# Meinung zu Adobe Muse?!



## diesdas (17. Mai 2013)

Hallo!

Super Forum mit klasse Themen und Diskussionen!

Ich überlege grade ob ich mir das Programm Adobe Muse zulegen. Vorab mal die Frage an die Profis, was haltet ihr von Muse?

Spielerei oder wirkliche Alternative zum Webdesign?

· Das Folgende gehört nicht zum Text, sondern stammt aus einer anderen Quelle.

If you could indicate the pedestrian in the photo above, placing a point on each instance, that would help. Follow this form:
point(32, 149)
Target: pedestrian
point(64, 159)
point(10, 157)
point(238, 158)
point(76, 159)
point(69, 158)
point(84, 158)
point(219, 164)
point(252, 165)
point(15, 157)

Bin auf eure Meinung gespannt!

Grüße


----------



## Rainve (17. Mai 2013)

Ich persönlich halte nicht viel von solchen Webseite Baukästen. Auch wenn ich ein großer Fan von Adobe bin. Wofür würdest du dir das denn zulegen wollen?


----------



## Webflasher (22. Mai 2013)

Also ich habe nicht gerade viel Erfahrungen mit Muse aber ich denke, dass es für Leute, die sich wirklich nicht in HTML, CSS und JS einarbeiten wollen lohnt. Da man schnell gute Designs (auch für Tablet und Mobile) erstellen kann. Allerdings erfordert es doch etwas Einarbeitungszeit um Bugs aus der Seite zu bekommen.
Aber wie gesagt, ich habe es auch nur ein paar mal erst genutzt...


----------



## Carrear (26. Mai 2013)

Muse? Ist das sowas wie Edge Reflow? Werden diese Editoren tatsächlich nicht besser. Ich habe mit HTML und CSS ja seltenst Probleme - aber meine Vorstellung war schon, dass man tatsächlich irgendwann mal zuverlässig ein solches Programm nutzen kann.


----------



## Webflasher (26. Mai 2013)

Edge Reflow dient ausschließlich dem Designen von Responsive-Layouts und dem exportieren von CSS. Außerdem können mit Reflow PS Designs geladen werden. Es dient also nicht zum Code editieren oder zum kompletten Entwerfen einer Seite.

Muse hingegen bietet die Möglichkeit ganze Websiten ohne Code zu erstellen und diese im realen Leben zu nutzen.

Das wollte ich nur mal kurz loswerden damit es keine Missverständnisse gibt


----------